Everything looks correct on the tunnel-server.
Ok, we seemed to get this working for you over AIM using the correct tunnel information, and the other option for default ipv6 route, 2000::/3
If you have any comments or want to post the steps you used, feel free :)
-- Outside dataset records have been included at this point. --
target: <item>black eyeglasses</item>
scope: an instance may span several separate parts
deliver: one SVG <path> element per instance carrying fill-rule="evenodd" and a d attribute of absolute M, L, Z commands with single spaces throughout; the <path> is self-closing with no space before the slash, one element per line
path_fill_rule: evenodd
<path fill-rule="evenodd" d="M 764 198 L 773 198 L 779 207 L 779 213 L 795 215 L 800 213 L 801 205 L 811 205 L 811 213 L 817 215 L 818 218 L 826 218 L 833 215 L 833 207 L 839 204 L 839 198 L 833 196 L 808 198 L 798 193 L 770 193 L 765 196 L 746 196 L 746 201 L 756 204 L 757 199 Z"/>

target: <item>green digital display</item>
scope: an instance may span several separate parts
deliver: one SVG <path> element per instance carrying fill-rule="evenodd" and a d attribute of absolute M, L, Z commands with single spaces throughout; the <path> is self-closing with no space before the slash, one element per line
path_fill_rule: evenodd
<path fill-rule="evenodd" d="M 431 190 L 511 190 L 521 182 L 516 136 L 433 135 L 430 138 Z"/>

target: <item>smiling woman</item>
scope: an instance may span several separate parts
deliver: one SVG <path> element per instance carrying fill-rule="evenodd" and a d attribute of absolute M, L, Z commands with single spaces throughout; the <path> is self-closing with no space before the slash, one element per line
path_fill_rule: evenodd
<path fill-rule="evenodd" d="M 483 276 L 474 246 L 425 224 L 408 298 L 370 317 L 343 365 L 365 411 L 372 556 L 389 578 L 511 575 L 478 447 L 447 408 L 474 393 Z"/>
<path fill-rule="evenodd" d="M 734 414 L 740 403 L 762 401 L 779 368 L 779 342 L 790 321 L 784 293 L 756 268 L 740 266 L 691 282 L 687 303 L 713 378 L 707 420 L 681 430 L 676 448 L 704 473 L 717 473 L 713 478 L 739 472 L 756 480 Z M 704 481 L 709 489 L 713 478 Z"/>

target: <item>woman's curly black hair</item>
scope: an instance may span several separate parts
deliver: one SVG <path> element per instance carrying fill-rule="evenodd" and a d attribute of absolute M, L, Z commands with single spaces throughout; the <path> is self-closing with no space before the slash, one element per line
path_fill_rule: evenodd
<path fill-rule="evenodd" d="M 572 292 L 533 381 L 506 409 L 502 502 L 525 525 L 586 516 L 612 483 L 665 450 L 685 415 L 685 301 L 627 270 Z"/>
First of all, thank you broquea, for spending your time on weekend helping me ;D
Since i needed it to run on boot here are my configs
Automatically create the interface sit0
HOSTNAME=your_hostname
NETWORKING=yes
NETWORKING_IPV6=yes
IPV6_AUTOTUNNEL=yes
Create the interface sit1
DEVICE=sit1
BOOTPROTO=none
ONBOOT=yes
IPV6INIT=yes
IPV6TUNNELIPV4= Server_IPv4_address
IPV6TUNNELIPV4LOCAL=Client_IPv4_address # You'll need to specify your client IP if you've multiple NICs
IPV6ADDR=Client_IPv6_address
Create a static route
sit1 2000::/3 Server_IPv6_address
Restart network interfaces
/etc/init.d/network reboot
This setup was tested on Linux tunnel-he 2.6.18-92.1.1.el5.028stab057.2 #1 SMP Mon Jul 21 17:08:31 MSD 2008 x86_64 x86_64 x86_64 GNU/Linux
Ok, I've been handling a bunch of tickets opened by folks now trying to get OpenVZ or Virtuozzo set up. The common mistake being done is people trying to bring up the tunnel inside the virtualized server. You MUST set up the tunnel on the OS that runs the physical machine. Then you can assign IPv6 addresses to the virtualized servers from your routed allocations.
If you do not have access to the physical machine's OS, then ask your provider if they'd be willing to do it for you.